Jason P. Kurs joined our lab over the summer of 2015 for an internship. He was tasked with developing an MPS version of Nextflow that we could use to write pipelines. The results of his efforts are now available as the Nextflow Workbench. Here’s a snapshot of a very simple workflow built with this workbench:

WorkflowIllustration-1

The workflow refers to two Processes called splitSequence and reverse, which are defined as follows:

ProcessSplitSequenceProcessReverse

In a first approximation, you could think of the Nextflow Workbench as an integrated development environment (IDE) for Nextflow. However, this workbench exposes a language that is a bit different from Nextflow. We aimed to simplify the language and make it more consistent and easier to learn (see the documentation). In other instances, we added features that we felt were important, but not so easy to do with Nextflow.  For instance, the Workbench makes it possible to reuse Process definitions in several workflows, without having to copy and paste and rename channels. Another extension is explicit data types, which we think help develop and maintain sound pipelines. Despite these simplifications or extensions, the Workbench will produce plain Nextflow scripts.

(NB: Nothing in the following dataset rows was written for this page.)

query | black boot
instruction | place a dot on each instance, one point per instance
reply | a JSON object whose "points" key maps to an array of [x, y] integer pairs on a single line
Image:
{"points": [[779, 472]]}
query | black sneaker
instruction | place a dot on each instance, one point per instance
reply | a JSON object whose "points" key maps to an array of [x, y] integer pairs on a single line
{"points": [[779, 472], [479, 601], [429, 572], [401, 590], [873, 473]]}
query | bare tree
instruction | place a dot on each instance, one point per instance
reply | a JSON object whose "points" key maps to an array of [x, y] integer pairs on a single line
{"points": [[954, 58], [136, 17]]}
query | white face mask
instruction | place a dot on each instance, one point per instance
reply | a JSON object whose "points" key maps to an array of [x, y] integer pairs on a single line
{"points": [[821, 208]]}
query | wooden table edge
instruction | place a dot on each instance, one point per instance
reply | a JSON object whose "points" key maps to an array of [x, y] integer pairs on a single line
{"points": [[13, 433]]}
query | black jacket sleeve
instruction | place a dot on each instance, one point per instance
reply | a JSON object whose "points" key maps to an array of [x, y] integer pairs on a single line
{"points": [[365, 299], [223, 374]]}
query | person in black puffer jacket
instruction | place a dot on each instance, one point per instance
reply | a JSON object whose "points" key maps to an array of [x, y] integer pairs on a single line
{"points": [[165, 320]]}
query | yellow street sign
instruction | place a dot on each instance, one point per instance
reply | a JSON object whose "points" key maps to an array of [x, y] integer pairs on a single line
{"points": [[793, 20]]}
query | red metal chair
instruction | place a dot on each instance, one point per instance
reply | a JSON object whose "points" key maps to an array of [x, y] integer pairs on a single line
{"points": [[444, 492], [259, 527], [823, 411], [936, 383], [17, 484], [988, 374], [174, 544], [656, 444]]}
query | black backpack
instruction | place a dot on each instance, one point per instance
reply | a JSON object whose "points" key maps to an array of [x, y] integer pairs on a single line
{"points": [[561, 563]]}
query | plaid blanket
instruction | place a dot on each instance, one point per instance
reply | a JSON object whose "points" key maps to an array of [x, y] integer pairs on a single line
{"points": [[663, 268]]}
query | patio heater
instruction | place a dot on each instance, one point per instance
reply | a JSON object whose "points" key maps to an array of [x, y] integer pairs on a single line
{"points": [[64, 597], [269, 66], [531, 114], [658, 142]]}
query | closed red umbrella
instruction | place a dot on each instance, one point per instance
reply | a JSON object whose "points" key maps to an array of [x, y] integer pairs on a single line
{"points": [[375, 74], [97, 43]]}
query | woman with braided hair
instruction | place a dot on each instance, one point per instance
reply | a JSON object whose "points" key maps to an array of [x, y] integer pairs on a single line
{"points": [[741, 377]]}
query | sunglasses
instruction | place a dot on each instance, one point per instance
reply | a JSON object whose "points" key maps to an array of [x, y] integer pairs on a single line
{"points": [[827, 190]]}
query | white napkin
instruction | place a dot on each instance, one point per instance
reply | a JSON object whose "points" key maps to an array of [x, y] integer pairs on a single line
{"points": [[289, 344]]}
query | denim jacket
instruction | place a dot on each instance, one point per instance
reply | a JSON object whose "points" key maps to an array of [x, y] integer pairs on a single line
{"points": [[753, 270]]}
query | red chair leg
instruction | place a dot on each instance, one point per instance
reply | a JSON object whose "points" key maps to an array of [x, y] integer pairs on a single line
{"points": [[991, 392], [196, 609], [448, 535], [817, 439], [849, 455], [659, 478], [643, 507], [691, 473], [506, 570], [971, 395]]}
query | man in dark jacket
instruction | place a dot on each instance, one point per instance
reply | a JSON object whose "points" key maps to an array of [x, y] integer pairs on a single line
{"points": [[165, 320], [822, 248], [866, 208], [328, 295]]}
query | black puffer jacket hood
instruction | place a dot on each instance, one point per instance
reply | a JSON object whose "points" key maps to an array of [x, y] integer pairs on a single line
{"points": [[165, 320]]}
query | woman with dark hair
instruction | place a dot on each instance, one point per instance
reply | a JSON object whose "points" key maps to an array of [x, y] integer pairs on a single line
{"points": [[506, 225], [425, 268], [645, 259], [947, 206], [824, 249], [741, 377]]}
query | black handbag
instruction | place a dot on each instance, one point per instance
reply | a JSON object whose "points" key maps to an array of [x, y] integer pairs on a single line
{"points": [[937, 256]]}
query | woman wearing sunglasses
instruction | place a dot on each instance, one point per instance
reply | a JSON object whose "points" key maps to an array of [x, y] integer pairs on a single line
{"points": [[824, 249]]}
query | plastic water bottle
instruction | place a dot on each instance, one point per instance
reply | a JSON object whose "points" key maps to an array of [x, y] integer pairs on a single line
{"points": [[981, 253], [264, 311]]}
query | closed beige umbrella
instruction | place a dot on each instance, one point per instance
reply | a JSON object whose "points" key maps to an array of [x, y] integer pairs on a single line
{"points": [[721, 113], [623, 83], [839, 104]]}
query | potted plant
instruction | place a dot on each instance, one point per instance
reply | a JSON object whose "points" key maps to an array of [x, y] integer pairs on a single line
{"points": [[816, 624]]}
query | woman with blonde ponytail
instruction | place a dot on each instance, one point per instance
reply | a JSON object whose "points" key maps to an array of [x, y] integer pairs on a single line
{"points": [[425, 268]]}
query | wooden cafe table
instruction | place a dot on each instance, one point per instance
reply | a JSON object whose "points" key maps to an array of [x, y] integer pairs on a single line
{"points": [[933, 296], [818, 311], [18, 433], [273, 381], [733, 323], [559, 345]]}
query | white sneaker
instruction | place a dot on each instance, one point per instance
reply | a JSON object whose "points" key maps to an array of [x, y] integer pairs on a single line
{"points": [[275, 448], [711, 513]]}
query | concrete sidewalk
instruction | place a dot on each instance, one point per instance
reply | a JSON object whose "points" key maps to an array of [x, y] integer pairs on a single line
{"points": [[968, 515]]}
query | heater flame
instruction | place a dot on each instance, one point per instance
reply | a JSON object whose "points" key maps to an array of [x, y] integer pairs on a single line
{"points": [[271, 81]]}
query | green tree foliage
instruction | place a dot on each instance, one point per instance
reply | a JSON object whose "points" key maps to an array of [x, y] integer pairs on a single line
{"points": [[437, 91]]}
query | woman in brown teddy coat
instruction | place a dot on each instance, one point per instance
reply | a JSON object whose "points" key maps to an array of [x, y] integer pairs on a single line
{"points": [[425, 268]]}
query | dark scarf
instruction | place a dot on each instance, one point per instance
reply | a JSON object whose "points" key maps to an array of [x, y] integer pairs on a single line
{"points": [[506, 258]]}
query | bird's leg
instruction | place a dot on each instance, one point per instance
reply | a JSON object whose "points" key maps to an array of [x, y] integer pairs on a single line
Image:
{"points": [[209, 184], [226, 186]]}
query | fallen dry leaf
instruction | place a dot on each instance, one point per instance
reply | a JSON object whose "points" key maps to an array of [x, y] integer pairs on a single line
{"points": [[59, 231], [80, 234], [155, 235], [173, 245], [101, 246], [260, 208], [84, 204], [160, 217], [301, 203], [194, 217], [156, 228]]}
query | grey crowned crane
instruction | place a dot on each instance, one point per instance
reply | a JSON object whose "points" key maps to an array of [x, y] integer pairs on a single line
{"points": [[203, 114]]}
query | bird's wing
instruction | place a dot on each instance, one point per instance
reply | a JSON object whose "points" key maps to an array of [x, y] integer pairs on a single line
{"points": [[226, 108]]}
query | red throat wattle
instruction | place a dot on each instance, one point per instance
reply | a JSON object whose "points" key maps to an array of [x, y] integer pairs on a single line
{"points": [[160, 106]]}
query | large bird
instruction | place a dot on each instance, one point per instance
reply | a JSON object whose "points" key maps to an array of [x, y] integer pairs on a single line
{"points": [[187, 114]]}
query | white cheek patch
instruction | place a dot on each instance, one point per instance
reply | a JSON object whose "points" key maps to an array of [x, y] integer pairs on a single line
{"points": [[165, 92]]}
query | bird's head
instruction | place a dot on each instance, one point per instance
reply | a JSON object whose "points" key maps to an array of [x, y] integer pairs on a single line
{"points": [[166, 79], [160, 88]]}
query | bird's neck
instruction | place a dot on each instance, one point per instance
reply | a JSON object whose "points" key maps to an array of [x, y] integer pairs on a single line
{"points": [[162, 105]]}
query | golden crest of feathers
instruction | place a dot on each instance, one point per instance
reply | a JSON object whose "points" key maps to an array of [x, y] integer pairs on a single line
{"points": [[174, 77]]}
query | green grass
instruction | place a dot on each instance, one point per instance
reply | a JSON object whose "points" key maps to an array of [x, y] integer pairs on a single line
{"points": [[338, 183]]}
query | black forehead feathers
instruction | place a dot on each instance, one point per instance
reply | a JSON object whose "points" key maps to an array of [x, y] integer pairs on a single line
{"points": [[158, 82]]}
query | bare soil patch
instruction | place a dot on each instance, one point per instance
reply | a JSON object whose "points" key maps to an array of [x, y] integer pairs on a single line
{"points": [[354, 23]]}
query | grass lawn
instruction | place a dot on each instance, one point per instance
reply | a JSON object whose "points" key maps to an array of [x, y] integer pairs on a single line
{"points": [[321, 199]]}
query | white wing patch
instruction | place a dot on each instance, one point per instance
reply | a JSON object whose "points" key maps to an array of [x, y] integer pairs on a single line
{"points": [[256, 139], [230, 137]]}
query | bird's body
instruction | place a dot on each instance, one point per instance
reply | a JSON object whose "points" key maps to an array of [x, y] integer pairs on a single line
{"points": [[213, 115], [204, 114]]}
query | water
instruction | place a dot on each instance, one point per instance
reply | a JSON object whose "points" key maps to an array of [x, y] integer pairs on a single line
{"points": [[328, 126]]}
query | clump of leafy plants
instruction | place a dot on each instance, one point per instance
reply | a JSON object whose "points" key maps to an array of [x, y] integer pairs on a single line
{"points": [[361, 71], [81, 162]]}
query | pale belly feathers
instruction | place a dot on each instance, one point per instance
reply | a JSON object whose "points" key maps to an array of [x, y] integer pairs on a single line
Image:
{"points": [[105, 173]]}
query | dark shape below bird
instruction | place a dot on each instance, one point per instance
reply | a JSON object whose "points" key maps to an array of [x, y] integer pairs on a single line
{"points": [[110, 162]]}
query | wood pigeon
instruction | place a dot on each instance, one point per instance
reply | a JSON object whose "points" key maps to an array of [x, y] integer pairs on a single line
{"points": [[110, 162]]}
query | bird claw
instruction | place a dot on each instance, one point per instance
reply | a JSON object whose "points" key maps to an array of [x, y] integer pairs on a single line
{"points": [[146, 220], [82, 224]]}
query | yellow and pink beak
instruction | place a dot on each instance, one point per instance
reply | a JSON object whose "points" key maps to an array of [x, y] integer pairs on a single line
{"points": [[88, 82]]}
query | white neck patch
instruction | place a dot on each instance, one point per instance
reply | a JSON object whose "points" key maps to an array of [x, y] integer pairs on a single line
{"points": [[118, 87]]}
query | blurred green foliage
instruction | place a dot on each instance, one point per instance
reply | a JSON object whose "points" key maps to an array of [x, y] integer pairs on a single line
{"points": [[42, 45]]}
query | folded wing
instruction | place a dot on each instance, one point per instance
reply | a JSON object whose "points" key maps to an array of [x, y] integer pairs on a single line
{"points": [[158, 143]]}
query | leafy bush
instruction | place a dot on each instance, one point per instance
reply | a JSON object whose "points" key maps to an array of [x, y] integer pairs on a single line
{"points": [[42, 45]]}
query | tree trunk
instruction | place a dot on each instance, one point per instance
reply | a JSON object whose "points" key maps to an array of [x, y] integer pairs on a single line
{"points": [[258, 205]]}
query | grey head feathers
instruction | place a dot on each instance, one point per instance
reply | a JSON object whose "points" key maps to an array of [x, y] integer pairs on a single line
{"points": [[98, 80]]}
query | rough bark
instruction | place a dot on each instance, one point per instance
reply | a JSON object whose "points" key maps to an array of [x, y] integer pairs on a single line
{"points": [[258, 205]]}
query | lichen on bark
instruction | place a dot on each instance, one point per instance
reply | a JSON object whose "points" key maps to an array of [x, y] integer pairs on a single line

Indeed, the above workflow and process will generate the following script:

#!/usr/bin/env nextflow
import workflow1.workflowBash_Methods;
_fastafile = [file("/Users/fac2003/MPSProjects/git/NextflowWorkbench/data/sample1.fasta")].channel()
process splitSequence {
input:
file 'input' from _fastafile
output:
file 'seq_*' into _splitfile
shell:
 '''
awk '/^>/{f="seq_"++d} {print > f}' < input
 '''
}
process reverse {
input:
file record from _splitfile
output:
file 'finaleres.txt' into _result
shell:
 '''
cat !{record}| rev >>finaleres.txt
 '''
}
_result.subscribe{ c ->
workflowBash_Methods.reportAbout_result(c.toFile());}